I had a lesson this morning with the English teacher who has plans to do the Cambridge exam in April. Those reading comprehension questions. Dammit, they’re hard. Even I was pretty much clueless half the time. You need to be primed for this stuff, and I’m just not. She said she hasn’t given up on me and will come back on Monday.

Yesterday I had a jam-packed day, with nine hours of lessons. I’ve been ticking along OK in recent weeks and months, but how I’ve missed days like that. Biking here, there and everywhere, and back home. Having to think on my feet. Hopefully helping people. And a wad of notes featuring the likes of Ion Luca Caragiale and Nicolae Grigorescu by the end of it. All in all, it’s a pretty bloody awesome feeling. I’m thankful that the snow has so far stayed away – this time last year we were blanketed in the stuff, and I had a hard time staying on my feet, let alone thinking on them.
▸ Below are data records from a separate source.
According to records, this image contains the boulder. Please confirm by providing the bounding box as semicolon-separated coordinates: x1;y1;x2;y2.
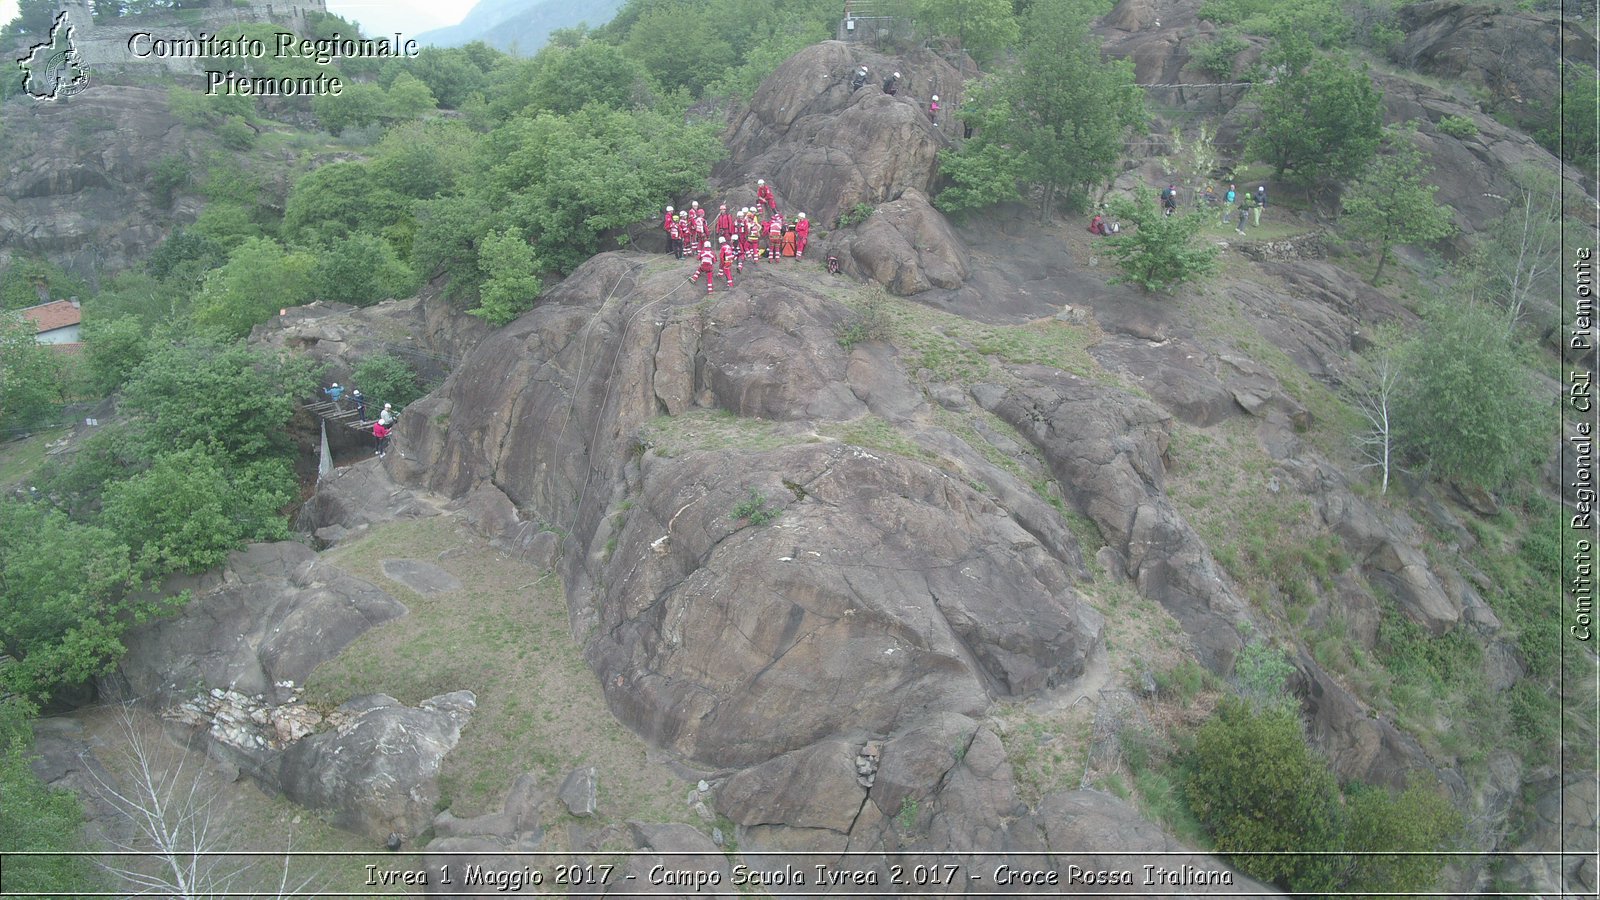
279;691;476;842
558;766;599;817
721;42;966;228
111;542;407;706
718;739;866;832
830;189;970;295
On Monday morning I listened to the 7am news on the radio. I hadn’t quite woken up properly and they speak pretty damn fast, so all the Romanian politics at the start of the bulletin went over my head. Then I heard Noua Zeelandă and my ears pricked up. There had been a volcanic eruption on White Island less than four hours earlier, and it was obviously serious or else it wouldn’t have made the news in Romania. Apparently, and it makes sense, eruptions of steam (like this) happen without warning, and dozens of tourists were in the firing line. The death toll is currently eight, and sadly more are likely to die of their horrific burns.
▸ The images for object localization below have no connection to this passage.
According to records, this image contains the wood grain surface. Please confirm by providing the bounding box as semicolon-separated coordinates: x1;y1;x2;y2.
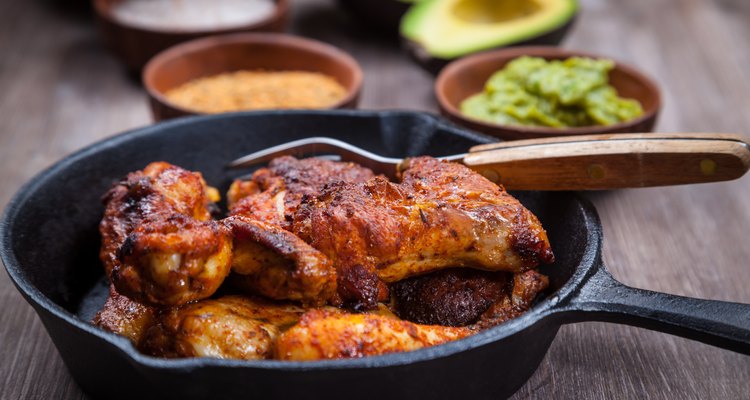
1;0;749;399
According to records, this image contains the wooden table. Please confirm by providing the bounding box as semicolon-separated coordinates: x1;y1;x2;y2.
1;0;749;398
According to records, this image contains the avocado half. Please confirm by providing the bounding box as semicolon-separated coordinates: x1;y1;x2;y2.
401;0;578;73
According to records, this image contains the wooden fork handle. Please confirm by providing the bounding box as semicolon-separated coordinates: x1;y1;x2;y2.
464;133;750;191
The news this week has been crappy all round, with more devastating bushfires in Australia, and a Chilean Hercules crash with 38 people on board. And, though the results aren’t yet in, the UK election.

During the campaign all I’ve seen is Boris. Boris dressed as a milkman. A builder. A baker. A butcher. Probably some other alliterative occupations that for now escape me. Just big, friendly, cuddly Boris, no Priti Patel or Jacob Rees-Mogg. I’ll tune in at midnight to see or hear the exit poll results, but I’m almost resigned to five years of Boris, only fifty more days of Britain in the EU, and as for me, my days in Romania possibly starting to tick down. The polls (on average) point to a 30-seat Tory majority, and FPTP can be sensitive to small changes if they happen in the right or wrong places, so a hung parliament can’t be entirely ruled out. But neither can a big stonking Tory win. I can almost hear it now. Seventy-two seats. Eighty-eight. A hundred and four. If they break the wall of traditional Labour-voting working-class areas that voted Leave in the referendum, the sky’s the limit. But even a narrow majority would (as I see it) turn the UK into a backward, inward-looking Dismaland.

Update: The exit poll has just come through, predicting an 86-seat Conservative majority. A thumping victory (see above). Romania is looking increasingly attractive.